Peu après le secrétaire d'État, sur une autre antenne, le toujours attachant secrétaire général de la CFDT était harcelé par un journaliste. (2) François Chérèque répondait que si le nombre des manifestants se révélait plus important ce serait "super-gagné".
Hélas, hélas, hélas, l'espérance évoquée par les deux hommes en début de journée, ne se confirmait pas le soir. Le complaisant représentant du pouvoir, lui-même ci-devant villepiniste, devait contredire sa propre prédiction matutinale et décevoir le syndicaliste. On n'avait pas observé "une progression" mais "plutôt une légère inflexion" "on n'a pas les mêmes manifestants, ce qui laisse à penser qu'en réalité les personnes qui ont manifesté jusqu'à présent et auxquelles on a adressé les messages, ont plus ou moins compris ce qu'on voulait leur dire". (3)

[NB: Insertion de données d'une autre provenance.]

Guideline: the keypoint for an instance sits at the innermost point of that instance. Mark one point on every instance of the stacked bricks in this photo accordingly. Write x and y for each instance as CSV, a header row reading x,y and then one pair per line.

Au matin l'agence monopoliste France Presse reprenait à son compte l'énorme bobard habituel du nombre de Français qui "affichent soutien et sympathie pour cette journée" : 71 %. Le lecteur attentif pouvait déceler qu'il s'agissait d'une affirmation de L'Humanité, prétendant s'appuyer sur un sondage CSA commandé par le journal communiste, dont le détail reste obscur :"71 % des Français, dit cependant la dépêche, soutiennent les manifestations sur les retraites, un record. Le mouvement qui se poursuit pourrait se durcir si le gouvernement n’entend pas la rue."

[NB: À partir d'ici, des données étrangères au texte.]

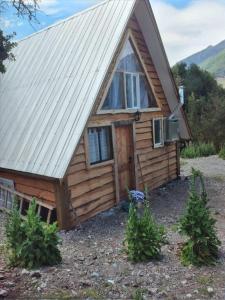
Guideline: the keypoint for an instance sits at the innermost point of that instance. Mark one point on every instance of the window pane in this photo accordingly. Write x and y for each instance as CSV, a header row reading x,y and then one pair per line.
x,y
128,60
94,154
105,143
100,144
146,96
157,132
129,90
115,96
135,91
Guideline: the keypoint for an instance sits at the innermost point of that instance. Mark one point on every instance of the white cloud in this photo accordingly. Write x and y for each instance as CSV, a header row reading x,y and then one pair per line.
x,y
190,29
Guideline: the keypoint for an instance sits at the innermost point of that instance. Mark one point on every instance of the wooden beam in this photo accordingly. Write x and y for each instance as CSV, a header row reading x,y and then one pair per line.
x,y
64,217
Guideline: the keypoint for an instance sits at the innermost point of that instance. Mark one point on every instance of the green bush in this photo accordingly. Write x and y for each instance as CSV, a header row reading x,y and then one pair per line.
x,y
222,153
198,225
143,237
31,243
198,150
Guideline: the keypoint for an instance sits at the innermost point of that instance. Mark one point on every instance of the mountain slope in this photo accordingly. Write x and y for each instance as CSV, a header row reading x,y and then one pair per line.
x,y
215,64
211,59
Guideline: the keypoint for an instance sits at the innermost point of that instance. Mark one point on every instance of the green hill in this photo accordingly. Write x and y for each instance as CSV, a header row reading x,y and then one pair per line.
x,y
211,59
215,64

De toute évidence un tel bouteillon allait se trouver complètement démenti par les faits. Mais après diffusion par l'AFP à 7 h 42, il apparaît sans une virgule de modification, sans aucune réserve, sur les sites, en vrac, des "Échos", de "Nice Matin", de "L'Express", "du Courrier Picard", des "Dernières nouvelles d'Alsace" etc. (4)
Autre bobard cégétiste : la prétendue "irruption des manifestants nouveaux". Là aussi, il s'agit d'un titre, d'une simple trouvaille de "L'Huma" (5).

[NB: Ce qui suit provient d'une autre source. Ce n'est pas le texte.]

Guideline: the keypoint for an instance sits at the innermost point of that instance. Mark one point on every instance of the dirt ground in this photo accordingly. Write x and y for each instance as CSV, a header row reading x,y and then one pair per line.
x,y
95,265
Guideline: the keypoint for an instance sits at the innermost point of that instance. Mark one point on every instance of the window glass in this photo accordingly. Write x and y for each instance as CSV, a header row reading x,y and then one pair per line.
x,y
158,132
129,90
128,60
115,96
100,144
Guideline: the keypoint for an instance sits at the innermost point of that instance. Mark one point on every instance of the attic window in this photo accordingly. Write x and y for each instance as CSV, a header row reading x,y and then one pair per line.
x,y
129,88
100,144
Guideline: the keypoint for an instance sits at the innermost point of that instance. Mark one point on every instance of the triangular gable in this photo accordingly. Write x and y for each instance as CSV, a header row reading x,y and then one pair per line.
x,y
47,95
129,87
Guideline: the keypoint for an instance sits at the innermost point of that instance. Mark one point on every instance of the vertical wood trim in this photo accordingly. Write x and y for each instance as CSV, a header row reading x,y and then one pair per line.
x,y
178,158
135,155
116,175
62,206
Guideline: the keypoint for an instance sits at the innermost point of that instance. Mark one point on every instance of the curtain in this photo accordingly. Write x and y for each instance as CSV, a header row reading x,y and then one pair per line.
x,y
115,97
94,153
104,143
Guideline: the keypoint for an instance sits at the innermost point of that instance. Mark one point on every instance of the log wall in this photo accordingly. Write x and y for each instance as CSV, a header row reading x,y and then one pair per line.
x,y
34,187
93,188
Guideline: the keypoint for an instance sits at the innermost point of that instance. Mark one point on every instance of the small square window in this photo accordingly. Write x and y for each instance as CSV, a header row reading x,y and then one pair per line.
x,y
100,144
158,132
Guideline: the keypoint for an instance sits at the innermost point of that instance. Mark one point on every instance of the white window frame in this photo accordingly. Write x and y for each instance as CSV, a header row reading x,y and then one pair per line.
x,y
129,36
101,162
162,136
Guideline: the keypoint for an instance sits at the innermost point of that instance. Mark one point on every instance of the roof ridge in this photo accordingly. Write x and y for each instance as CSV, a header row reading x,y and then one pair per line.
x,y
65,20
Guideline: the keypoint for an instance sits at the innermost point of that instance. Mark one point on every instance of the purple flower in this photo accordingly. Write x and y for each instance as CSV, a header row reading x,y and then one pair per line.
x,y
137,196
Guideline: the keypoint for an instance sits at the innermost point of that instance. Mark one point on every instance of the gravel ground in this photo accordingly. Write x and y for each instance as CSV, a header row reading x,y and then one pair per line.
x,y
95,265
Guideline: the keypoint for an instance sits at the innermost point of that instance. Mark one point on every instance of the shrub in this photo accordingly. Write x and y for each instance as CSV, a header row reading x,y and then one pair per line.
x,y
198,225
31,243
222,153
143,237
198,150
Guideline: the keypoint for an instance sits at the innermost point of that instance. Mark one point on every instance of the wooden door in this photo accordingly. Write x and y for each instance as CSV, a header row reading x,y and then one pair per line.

Plus tard le même nuage d'inconnaissance allait porter sur le nombre effectif de manifestants. Et cela commençait samedi à la mi-journée. "Près de 380 000" personnes selon le ministère de l'Intérieur, qui "observe une participation inférieure" à celle du 23 septembre où 410 000 personnes avaient défilé. Évidemment on multiplie par 3, surtout à Tarascon. Ceci pour la matinée. Au total en fin d'après midi les décomptes donnaient en fait le même taux de recul, de l'ordre de 10 %.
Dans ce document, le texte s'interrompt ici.